Prime Minister Harper’s _strategic_ challenge is to preserve Canada’s influence as we are, roughly, elbowed aside by bigger players. We have, slowly but surely, slipped our of the global “Top 10” (we haven’t _slipped_ as much as we have been passed) but we are, firmly, in the “Top 10*%*” and we are likely to remain there for a long, long time. We need a place at the table, and the world *needs* us at the table – the right place, a respected place, at the right table, but it might not be at the head table any more.


----------



## a_majoor (23 Sep 2009)

Many of these arguments have been brought up in the past in other threads, and I will re raise an objection to the various "G" groups; do the mambers share common interests with Canada?

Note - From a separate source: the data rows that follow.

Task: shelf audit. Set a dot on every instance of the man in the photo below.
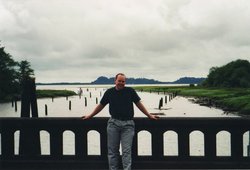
(120, 128)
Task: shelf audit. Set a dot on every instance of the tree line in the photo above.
(12, 75)
(235, 74)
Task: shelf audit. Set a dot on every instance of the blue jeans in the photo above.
(120, 132)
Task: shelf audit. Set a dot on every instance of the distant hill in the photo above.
(189, 80)
(183, 80)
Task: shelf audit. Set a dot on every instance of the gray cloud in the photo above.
(80, 40)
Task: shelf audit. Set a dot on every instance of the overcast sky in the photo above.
(79, 40)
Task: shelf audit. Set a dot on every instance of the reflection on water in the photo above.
(177, 107)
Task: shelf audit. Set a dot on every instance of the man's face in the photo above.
(120, 82)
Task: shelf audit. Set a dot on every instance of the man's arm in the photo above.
(144, 110)
(98, 108)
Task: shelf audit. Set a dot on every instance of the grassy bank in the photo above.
(54, 93)
(230, 99)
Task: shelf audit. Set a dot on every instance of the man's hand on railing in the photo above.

Even the G-8 is not truely representative of our interests, outside of the obvious inclusion of Russia. Canada was only invited in the first place by the United States, which wanted a North American couterweight to the heavily Eurocentric composition of the initial group. Then, as now, Canada did not have the military, political or economic clout to be a member on her own merits (indeed, as Edward has pointed out, we have been passed by other, more dynamic economies).

I would think that for many purposes "tiger teams" of like minded nations can rapidly assemble for particular tasks (the US, Australia and Japan put together an outstanding response to the Tsunami), and like minded groupings like the putative "Anglosphere" or a "Concert of Democracies" would be fare more representative and effective places to promote and cultivate _our_ interests.


----------